For the foregoing reasons, the judgment of the district court is

21

AFFIRMED.

1

Cases interpreting Sec. 2320 thus far mainly concern the confusion test for counterfeit trademarks and do not address the unit of prosecution problem presented here. Nevertheless, the factual scenarios of these cases are instructive, indicating that indictments filed under Sec. 2320 charge variously by the sale, see United States v. Hon, 904 F.2d 803 (2d Cir.1990), cert. denied, --- U.S. ----, 111 S.Ct. 789, 112 L.Ed.2d 851 (1991) (first two counts seemingly based on one sale and one attempted sale occurring on two different dates one month apart; third count seemingly based on seizure); United States v. Gantos, 817 F.2d 41 (8th Cir.), cert. denied, 484 U.S. 860, 108 S.Ct. 175, 98 L.Ed.2d 128 (1987) (four counts based on three separate sales and one attempted sale occurring on four different dates within fifteen-day period); United States v. Torkington, 812 F.2d 1347 (11th Cir.1987) (first count based on one sale; second count based on seizure), by the customer, see United States v. Yamin, 868 F.2d 130 (5th Cir.), cert. denied, 492 U.S. 924, 109 S.Ct. 3258, 106 L.Ed.2d 603 (1989) (three counts based on three separate sales to three different customers, including one undercover agent), or by the manufacturer, see United States v. Infurnari, 647 F.Supp. 57 (W.D.N.Y.1986) (two counts seemingly based on two different manufacturers). In some cases, it is unclear how the counts are drawn. See United States v. McEvoy, 820 F.2d 1170 (11th Cir.), cert. denied, 484 U.S. 902, 108 S.Ct. 243, 98 L.Ed.2d 201 (1987); United States v.
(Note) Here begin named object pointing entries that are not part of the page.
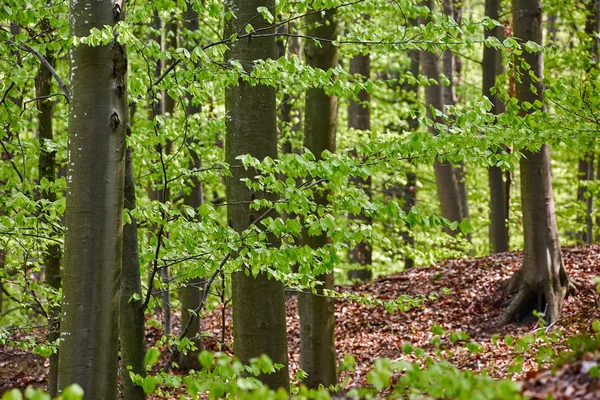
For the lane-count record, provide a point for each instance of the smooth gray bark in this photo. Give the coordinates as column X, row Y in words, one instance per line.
column 259, row 319
column 131, row 317
column 47, row 169
column 94, row 212
column 190, row 294
column 492, row 67
column 542, row 282
column 317, row 320
column 448, row 192
column 359, row 117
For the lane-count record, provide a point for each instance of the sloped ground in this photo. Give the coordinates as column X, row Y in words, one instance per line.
column 473, row 307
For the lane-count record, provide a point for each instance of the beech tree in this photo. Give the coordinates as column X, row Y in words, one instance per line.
column 491, row 68
column 542, row 282
column 359, row 117
column 94, row 215
column 317, row 320
column 258, row 299
column 448, row 192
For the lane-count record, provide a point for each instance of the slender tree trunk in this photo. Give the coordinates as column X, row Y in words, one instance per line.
column 444, row 171
column 492, row 67
column 317, row 321
column 586, row 163
column 259, row 320
column 409, row 191
column 94, row 213
column 451, row 68
column 47, row 169
column 167, row 107
column 585, row 174
column 359, row 117
column 190, row 293
column 542, row 282
column 131, row 317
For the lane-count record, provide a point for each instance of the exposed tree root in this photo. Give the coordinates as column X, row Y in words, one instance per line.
column 546, row 299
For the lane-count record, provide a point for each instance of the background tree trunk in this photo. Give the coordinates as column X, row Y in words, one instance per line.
column 359, row 117
column 586, row 163
column 451, row 68
column 47, row 169
column 190, row 293
column 131, row 316
column 542, row 282
column 317, row 321
column 492, row 67
column 444, row 171
column 94, row 213
column 259, row 321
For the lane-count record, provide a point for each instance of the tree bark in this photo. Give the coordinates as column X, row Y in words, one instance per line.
column 542, row 282
column 492, row 67
column 359, row 117
column 317, row 321
column 190, row 293
column 131, row 317
column 585, row 174
column 586, row 163
column 94, row 213
column 448, row 191
column 259, row 318
column 451, row 67
column 47, row 169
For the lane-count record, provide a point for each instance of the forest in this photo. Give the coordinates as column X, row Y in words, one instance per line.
column 307, row 199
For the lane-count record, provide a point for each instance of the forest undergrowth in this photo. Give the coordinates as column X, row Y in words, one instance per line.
column 458, row 326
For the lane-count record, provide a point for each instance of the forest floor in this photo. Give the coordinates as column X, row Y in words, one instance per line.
column 473, row 305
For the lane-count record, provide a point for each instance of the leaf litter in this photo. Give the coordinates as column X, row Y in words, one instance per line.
column 458, row 326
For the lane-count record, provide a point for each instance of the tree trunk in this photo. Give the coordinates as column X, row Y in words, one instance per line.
column 542, row 282
column 586, row 163
column 451, row 68
column 492, row 67
column 47, row 169
column 259, row 320
column 359, row 117
column 190, row 293
column 131, row 317
column 317, row 321
column 94, row 213
column 448, row 191
column 585, row 174
column 409, row 191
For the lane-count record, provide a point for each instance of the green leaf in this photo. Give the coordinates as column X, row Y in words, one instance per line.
column 465, row 226
column 151, row 358
column 264, row 11
column 14, row 394
column 73, row 392
column 206, row 359
column 149, row 385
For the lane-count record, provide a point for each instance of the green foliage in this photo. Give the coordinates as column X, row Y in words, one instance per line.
column 73, row 392
column 194, row 242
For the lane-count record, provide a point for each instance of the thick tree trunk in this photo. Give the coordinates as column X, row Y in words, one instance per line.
column 167, row 107
column 47, row 169
column 317, row 321
column 259, row 320
column 492, row 67
column 448, row 192
column 451, row 68
column 542, row 282
column 586, row 163
column 94, row 213
column 585, row 174
column 190, row 293
column 131, row 317
column 359, row 117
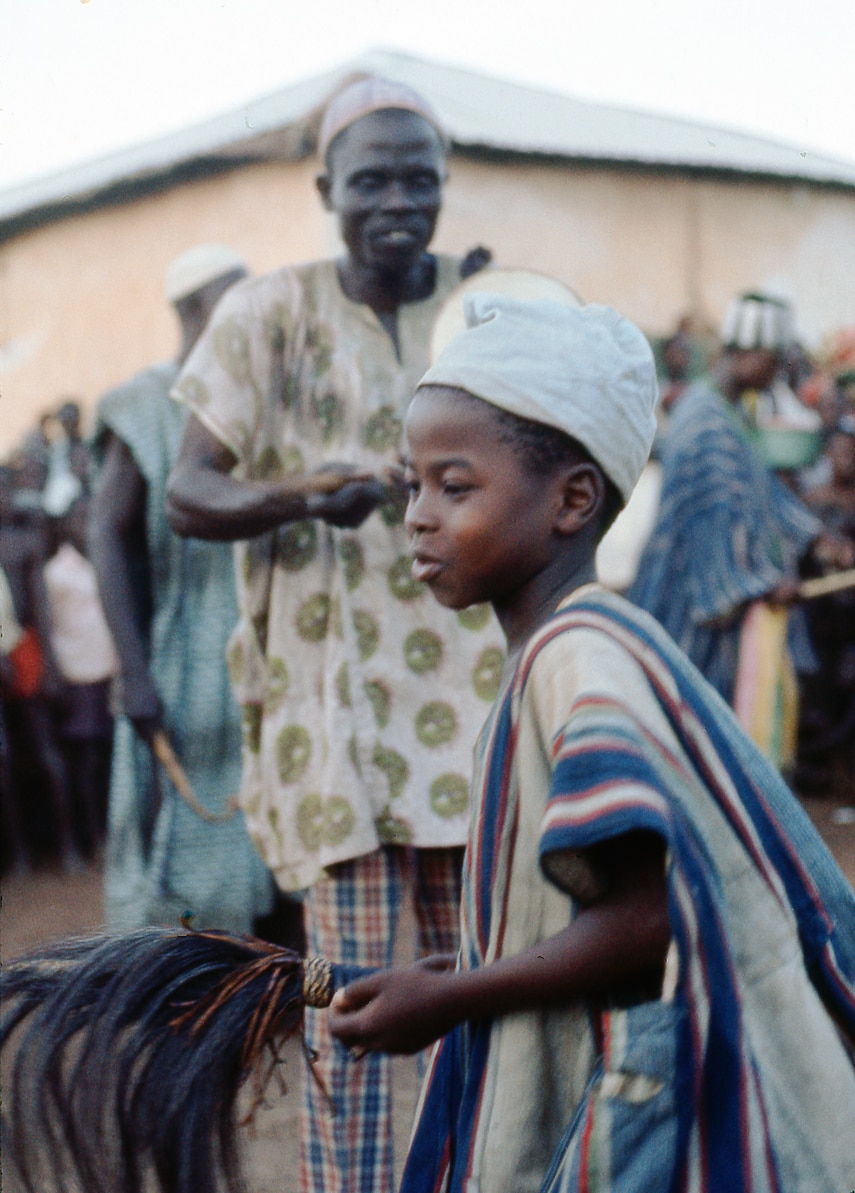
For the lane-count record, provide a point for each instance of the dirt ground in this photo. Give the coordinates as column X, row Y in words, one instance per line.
column 44, row 906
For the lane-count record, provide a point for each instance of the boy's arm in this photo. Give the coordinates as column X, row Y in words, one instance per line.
column 613, row 946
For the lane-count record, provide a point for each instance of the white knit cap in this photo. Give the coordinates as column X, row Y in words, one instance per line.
column 197, row 266
column 587, row 371
column 757, row 321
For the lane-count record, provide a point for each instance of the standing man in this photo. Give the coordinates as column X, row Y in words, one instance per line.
column 361, row 698
column 171, row 605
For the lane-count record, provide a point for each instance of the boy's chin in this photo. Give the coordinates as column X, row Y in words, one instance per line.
column 452, row 600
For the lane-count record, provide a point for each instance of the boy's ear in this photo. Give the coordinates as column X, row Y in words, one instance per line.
column 582, row 498
column 322, row 185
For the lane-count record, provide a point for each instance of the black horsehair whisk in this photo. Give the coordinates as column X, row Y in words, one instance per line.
column 124, row 1055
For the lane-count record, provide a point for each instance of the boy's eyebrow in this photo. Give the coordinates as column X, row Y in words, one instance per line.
column 439, row 464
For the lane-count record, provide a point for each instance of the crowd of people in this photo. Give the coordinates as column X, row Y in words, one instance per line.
column 336, row 779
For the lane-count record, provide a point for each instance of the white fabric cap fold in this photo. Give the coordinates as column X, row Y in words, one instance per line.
column 197, row 266
column 587, row 371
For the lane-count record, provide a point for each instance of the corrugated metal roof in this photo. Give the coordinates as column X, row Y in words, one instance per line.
column 481, row 112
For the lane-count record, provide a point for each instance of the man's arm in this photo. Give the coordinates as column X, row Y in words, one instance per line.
column 117, row 512
column 205, row 501
column 613, row 945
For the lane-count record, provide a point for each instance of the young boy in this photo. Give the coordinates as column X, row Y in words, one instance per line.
column 656, row 983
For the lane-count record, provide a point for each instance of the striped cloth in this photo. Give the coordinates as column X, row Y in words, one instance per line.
column 726, row 533
column 739, row 1080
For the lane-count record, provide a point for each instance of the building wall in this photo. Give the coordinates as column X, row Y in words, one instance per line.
column 81, row 304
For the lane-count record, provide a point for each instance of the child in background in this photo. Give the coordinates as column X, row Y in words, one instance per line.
column 656, row 982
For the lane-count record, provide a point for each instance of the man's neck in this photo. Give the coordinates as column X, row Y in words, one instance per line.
column 385, row 290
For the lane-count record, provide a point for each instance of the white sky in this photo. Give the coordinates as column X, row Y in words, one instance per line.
column 82, row 78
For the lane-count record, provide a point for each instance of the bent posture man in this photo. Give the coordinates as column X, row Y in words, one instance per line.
column 162, row 859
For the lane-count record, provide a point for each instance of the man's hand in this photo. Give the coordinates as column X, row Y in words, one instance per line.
column 354, row 499
column 400, row 1012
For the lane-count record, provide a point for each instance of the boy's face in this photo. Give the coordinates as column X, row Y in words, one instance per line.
column 384, row 181
column 479, row 525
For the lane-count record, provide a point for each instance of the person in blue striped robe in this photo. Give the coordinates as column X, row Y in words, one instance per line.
column 656, row 982
column 729, row 532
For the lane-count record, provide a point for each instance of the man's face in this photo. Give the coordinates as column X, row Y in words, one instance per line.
column 384, row 181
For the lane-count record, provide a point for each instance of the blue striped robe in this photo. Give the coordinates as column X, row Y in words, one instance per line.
column 726, row 533
column 739, row 1080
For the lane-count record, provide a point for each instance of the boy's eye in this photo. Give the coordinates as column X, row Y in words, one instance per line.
column 456, row 488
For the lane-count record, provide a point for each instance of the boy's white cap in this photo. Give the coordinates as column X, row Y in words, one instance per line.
column 197, row 266
column 587, row 371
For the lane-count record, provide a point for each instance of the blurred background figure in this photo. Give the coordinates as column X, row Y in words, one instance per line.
column 171, row 606
column 826, row 743
column 86, row 657
column 35, row 783
column 730, row 537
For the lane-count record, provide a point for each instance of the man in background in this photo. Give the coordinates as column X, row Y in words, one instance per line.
column 364, row 698
column 171, row 606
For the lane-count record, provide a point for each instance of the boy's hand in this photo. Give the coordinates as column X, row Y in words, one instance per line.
column 397, row 1011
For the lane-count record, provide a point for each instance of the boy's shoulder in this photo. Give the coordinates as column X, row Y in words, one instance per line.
column 595, row 643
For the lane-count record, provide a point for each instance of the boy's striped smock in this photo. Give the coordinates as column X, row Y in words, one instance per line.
column 741, row 1080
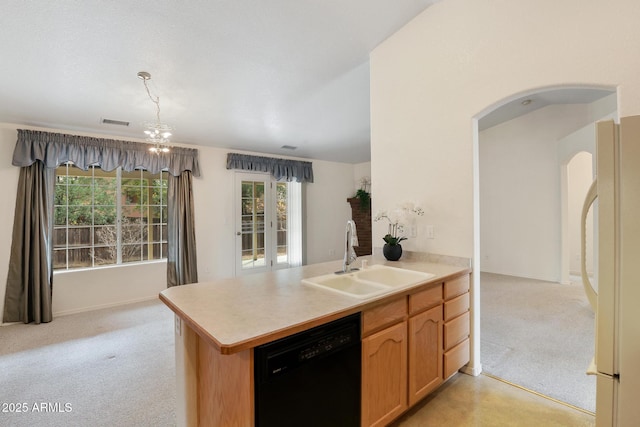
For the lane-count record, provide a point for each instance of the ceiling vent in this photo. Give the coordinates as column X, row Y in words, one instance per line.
column 114, row 122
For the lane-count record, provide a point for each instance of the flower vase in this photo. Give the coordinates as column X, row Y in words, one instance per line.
column 392, row 252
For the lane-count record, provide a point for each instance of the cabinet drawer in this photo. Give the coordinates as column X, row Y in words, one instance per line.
column 426, row 298
column 456, row 330
column 384, row 315
column 456, row 358
column 456, row 306
column 455, row 287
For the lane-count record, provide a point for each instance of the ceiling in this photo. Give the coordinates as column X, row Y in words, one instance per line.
column 242, row 74
column 526, row 104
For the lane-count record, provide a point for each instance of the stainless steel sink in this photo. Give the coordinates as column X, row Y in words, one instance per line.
column 375, row 280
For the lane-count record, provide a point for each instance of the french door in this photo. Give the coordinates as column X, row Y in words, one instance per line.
column 267, row 223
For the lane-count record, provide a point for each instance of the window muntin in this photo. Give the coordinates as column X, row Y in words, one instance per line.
column 107, row 218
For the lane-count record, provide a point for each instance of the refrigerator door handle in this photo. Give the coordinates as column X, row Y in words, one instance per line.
column 592, row 296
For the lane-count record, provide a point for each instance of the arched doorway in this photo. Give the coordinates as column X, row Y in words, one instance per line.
column 532, row 243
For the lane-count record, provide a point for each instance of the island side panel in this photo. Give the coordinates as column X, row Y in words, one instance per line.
column 186, row 350
column 225, row 387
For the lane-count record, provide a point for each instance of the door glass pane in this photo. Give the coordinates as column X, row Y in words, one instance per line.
column 281, row 218
column 253, row 224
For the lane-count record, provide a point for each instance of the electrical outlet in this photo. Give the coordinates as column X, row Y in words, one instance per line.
column 178, row 326
column 430, row 233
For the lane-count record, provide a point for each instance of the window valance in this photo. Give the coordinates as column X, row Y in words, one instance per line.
column 280, row 169
column 54, row 149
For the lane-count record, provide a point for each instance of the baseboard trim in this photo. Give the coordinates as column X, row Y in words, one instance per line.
column 102, row 306
column 474, row 371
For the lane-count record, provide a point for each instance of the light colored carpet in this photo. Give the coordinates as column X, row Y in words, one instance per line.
column 539, row 335
column 112, row 367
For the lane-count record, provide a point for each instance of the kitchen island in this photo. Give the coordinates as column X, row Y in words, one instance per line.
column 218, row 324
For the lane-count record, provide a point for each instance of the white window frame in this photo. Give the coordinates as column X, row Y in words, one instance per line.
column 119, row 202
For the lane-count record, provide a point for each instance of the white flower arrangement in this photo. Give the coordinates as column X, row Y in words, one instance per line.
column 397, row 218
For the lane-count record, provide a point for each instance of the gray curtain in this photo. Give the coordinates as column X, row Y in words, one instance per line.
column 29, row 282
column 54, row 149
column 280, row 169
column 30, row 278
column 181, row 234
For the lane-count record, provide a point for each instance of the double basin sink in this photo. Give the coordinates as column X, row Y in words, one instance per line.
column 372, row 281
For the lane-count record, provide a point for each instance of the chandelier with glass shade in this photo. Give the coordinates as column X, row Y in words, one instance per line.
column 157, row 133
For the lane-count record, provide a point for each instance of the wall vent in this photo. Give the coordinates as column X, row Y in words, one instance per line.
column 114, row 122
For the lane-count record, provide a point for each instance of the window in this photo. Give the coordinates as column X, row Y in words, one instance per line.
column 106, row 218
column 268, row 223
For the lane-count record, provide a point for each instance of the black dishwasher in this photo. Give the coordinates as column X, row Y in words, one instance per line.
column 311, row 378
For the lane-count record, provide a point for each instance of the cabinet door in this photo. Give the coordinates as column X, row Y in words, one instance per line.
column 425, row 353
column 384, row 375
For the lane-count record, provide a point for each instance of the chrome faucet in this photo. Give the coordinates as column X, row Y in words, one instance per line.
column 351, row 240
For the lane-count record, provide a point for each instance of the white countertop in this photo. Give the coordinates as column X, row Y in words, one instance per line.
column 239, row 313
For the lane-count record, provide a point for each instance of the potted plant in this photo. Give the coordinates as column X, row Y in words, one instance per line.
column 363, row 195
column 392, row 249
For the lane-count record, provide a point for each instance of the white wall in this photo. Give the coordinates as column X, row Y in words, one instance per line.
column 360, row 171
column 73, row 291
column 579, row 177
column 461, row 58
column 520, row 191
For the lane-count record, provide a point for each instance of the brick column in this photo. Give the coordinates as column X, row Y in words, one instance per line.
column 362, row 218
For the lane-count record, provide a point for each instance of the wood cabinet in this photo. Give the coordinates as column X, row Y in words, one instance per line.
column 425, row 353
column 410, row 346
column 456, row 325
column 384, row 379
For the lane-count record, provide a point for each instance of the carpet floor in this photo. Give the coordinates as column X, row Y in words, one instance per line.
column 111, row 367
column 115, row 367
column 538, row 335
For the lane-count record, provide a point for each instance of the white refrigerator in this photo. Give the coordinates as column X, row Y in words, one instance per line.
column 615, row 296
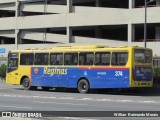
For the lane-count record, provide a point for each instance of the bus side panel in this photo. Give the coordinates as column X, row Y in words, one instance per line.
column 68, row 77
column 49, row 77
column 108, row 78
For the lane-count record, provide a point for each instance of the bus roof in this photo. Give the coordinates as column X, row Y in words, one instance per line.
column 76, row 48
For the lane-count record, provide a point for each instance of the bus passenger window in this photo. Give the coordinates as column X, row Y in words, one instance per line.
column 41, row 58
column 71, row 58
column 102, row 58
column 119, row 58
column 86, row 58
column 56, row 58
column 26, row 58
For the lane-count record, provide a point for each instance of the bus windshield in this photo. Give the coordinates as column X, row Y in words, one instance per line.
column 142, row 56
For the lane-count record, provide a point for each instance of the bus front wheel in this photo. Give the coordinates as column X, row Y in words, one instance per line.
column 26, row 84
column 83, row 86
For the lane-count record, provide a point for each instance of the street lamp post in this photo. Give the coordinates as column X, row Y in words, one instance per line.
column 145, row 22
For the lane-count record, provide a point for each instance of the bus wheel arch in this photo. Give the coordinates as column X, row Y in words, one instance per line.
column 83, row 85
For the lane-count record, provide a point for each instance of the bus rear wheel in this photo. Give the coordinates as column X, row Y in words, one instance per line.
column 26, row 84
column 83, row 86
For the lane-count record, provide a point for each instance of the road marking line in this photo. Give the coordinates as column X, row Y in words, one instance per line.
column 58, row 103
column 82, row 99
column 74, row 118
column 15, row 107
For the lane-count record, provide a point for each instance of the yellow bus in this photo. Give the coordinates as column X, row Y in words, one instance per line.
column 81, row 67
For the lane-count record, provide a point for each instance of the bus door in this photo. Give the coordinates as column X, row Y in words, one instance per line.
column 143, row 65
column 12, row 72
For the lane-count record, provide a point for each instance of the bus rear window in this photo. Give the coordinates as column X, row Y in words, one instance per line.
column 143, row 56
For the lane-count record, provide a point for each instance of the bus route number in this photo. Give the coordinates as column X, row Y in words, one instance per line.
column 118, row 73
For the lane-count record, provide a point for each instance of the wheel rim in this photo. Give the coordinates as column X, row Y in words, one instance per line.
column 26, row 84
column 84, row 86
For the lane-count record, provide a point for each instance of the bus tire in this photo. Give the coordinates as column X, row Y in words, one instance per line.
column 26, row 84
column 83, row 86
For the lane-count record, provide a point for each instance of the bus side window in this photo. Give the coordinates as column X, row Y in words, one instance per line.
column 119, row 58
column 71, row 58
column 26, row 58
column 41, row 58
column 86, row 58
column 56, row 58
column 102, row 58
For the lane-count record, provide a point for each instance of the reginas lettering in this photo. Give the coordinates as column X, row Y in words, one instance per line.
column 53, row 71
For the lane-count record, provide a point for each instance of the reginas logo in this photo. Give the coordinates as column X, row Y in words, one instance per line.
column 53, row 71
column 36, row 70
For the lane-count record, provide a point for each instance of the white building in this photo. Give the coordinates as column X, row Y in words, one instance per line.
column 42, row 23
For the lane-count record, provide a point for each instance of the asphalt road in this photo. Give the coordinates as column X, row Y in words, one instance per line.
column 14, row 98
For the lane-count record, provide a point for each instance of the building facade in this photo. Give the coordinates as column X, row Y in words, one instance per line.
column 45, row 23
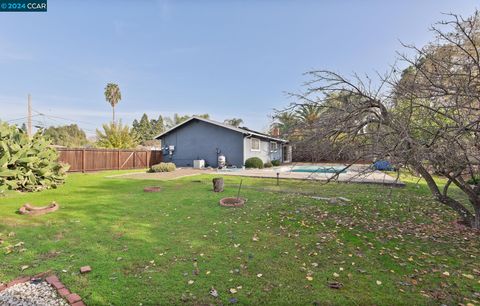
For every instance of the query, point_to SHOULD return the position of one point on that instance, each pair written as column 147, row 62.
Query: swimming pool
column 319, row 169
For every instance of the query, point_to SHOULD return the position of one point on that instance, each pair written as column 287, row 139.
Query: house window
column 273, row 146
column 255, row 144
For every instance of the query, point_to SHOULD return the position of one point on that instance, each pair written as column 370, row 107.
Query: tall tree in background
column 233, row 122
column 116, row 136
column 309, row 113
column 113, row 96
column 426, row 119
column 285, row 121
column 66, row 135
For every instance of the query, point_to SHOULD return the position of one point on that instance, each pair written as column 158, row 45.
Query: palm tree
column 233, row 122
column 116, row 136
column 113, row 96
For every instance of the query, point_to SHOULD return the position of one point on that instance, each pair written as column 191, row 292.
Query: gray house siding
column 200, row 140
column 265, row 153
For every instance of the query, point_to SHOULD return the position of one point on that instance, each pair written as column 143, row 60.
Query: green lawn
column 388, row 246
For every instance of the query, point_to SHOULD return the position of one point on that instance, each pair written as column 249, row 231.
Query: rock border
column 72, row 299
column 28, row 209
column 237, row 202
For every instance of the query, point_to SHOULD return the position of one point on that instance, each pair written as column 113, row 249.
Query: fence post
column 83, row 161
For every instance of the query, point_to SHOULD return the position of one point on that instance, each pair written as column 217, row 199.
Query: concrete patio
column 355, row 174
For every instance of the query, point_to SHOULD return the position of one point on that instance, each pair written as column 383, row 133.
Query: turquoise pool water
column 318, row 169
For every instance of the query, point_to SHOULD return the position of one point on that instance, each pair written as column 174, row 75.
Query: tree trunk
column 462, row 211
column 476, row 222
column 218, row 184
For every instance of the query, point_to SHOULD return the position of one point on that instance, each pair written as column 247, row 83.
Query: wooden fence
column 108, row 159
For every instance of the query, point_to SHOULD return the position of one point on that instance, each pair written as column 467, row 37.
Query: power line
column 23, row 118
column 63, row 118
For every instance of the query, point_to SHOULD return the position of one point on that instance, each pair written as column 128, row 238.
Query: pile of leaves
column 28, row 164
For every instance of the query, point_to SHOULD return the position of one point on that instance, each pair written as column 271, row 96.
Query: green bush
column 276, row 163
column 254, row 162
column 28, row 164
column 163, row 167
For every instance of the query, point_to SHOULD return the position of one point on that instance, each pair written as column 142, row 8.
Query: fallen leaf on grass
column 335, row 285
column 213, row 292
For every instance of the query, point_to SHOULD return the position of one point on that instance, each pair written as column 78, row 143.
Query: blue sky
column 225, row 58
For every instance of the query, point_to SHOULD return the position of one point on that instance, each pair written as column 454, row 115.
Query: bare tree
column 425, row 118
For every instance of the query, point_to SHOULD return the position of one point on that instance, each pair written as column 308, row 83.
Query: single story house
column 199, row 138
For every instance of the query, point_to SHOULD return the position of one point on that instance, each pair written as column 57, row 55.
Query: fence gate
column 108, row 159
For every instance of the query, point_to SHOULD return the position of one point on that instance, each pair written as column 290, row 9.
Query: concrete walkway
column 355, row 174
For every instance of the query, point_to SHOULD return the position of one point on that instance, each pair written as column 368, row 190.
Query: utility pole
column 29, row 116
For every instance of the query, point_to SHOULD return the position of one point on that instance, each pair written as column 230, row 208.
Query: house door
column 287, row 154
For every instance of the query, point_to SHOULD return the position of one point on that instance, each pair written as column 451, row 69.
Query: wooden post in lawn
column 218, row 184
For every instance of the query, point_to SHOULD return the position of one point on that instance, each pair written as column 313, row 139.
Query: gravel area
column 31, row 294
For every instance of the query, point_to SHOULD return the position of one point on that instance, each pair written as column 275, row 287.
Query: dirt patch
column 232, row 202
column 152, row 189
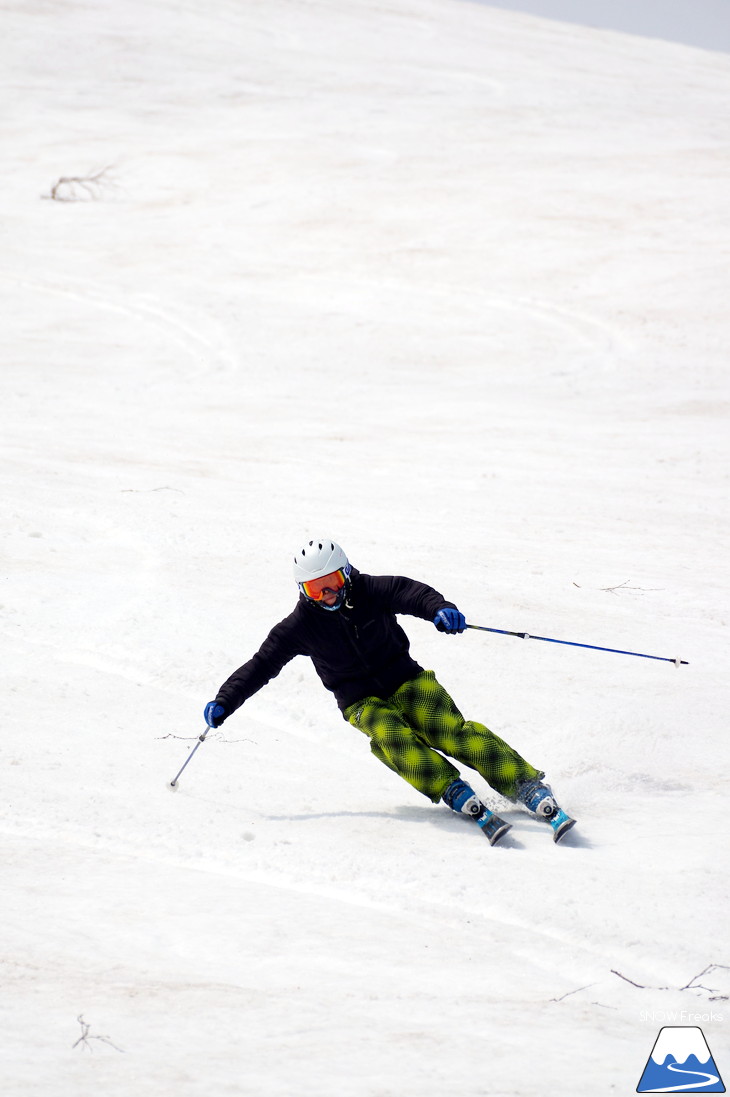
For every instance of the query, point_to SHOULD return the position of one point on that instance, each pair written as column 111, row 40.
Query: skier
column 345, row 621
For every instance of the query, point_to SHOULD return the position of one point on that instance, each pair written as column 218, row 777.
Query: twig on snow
column 87, row 188
column 85, row 1038
column 692, row 985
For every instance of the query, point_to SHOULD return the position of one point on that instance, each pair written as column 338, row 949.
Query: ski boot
column 461, row 798
column 539, row 800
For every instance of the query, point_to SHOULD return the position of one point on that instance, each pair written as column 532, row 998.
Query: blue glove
column 450, row 621
column 214, row 714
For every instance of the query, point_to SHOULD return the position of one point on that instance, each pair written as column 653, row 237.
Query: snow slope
column 450, row 284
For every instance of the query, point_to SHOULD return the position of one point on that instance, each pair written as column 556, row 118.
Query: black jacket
column 358, row 651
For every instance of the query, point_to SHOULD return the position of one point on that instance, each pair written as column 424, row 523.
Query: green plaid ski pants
column 412, row 730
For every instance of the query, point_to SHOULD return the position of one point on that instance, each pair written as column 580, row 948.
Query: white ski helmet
column 318, row 557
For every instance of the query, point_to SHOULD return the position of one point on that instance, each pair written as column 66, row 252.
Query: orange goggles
column 325, row 585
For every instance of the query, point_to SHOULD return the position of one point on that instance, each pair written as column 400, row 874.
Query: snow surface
column 451, row 284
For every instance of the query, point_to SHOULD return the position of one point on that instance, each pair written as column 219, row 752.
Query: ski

Gonzalez, 630 F.Supp. 894 (S.D.Fla.1986)

2

Section 2320(d)(2) defines "traffic" to mean "transport, transfer, or otherwise dispose of, to another, as consideration for anything of value, or make or obtain control of with intent so to transport, transfer, or dispose of."

3

Section 2320(d)(1) defines "counterfeit mark" as

(A) a spurious mark--

(i) that is used in connection with trafficking in goods or services;

(ii) that is identical with, or substantially indistinguishable from, a mark registered for those goods or services on the principal register in the United States Patent and Trademark Office and in use, whether or not the defendant knew such mark was so registered; and

(iii) the use of which is likely to cause confusion, to cause mistake, or to deceive; or

(B) a spurious designation that is identical with, or substantially indistinguishable from, a designation as to which the remedies of the Lanham Act are made available by reason of section 110 of the Olympic Charter Act;

but such term does not include any mark or designation used in connection with goods or services of which the manufacturer or producer was, at the time of the manufacture or production in question authorized to use the mark for designation for the type of goods or services so manufactured or produced, by the holder of the right to use such mark or designation.